Das bestätigt einen alten Befund: Die Linke interessiert sich nur dann für das Frauenthema, wenn sich dieses für einen ideologischen Zweck wie etwa den Ausbau der AHV einspannen lässt.
So kam es am Sonntag, wie es kommen musste. Nach 2010 und 2017 ist nun in der beruflichen Vorsorge zum dritten Mal eine Reform gescheitert, die das rechnerisch überhöhte gesetzliche Minimum der Jahresrente von 6,8 Prozent des Vorsorgekapitals hätte reduzieren sollen.
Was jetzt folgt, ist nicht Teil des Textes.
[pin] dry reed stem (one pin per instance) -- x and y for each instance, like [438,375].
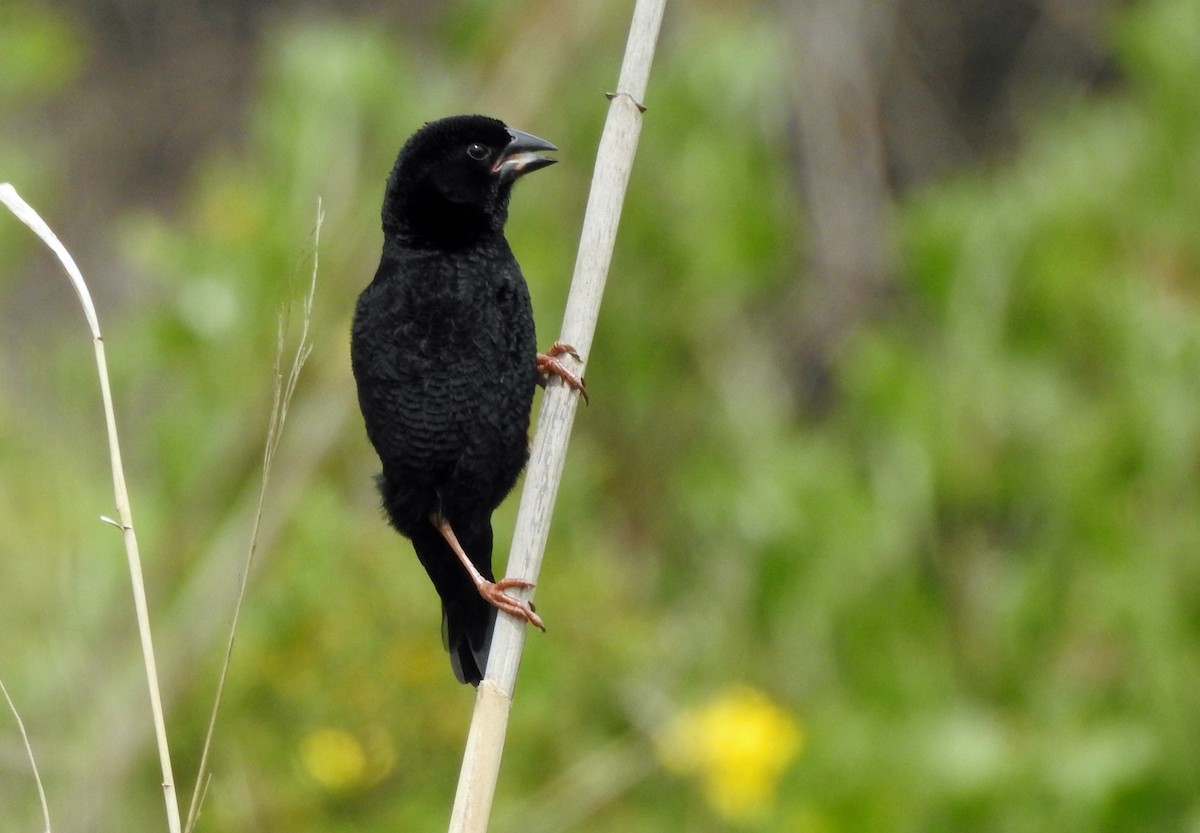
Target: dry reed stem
[615,159]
Die 6,8 Prozent beruhen auf einer im Vergleich zu heute klar tieferen Lebenserwartung und auf überhöhten Erwartungen zu den Anlagerenditen. Trotz der Realitätsferne dieser Mindestvorgabe scheint das Urnenverdikt klar: Eine Senkung ist nicht mehrheitsfähig. So kann man sich eine solche Übung in Zukunft sparen. (…)
Für die Problemkassen ist der Status quo ein Ärgernis. Doch diese können ihr Problem selbst lösen. Entweder wie bisher durch versteckte Quersubventionierung der Rentner zulasten der Jüngeren – vor allem mit zu tiefer Verzinsung des Vorsorgekapitals der Erwerbstätigen.
Oder durch den Ausbau der Vorsorgepläne mit überobligatorischen Elementen. Der Trend weg von rein obligatorischen Vorsorgeplänen hat schon vor langem angefangen und dürfte mit dem Volksentscheid vom Sonntag weitergehen.
Die gesetzliche Mindestvorgabe für die Jahresrente dürfte so weiter an Bedeutung verlieren, bis sie längerfristig völlig irrelevant wird. Der Gesetzgeber kann rechnerisch überrissene Rentengarantien befehlen. Doch die Regeln der Mathematik kann er nicht ausser Kraft setzen.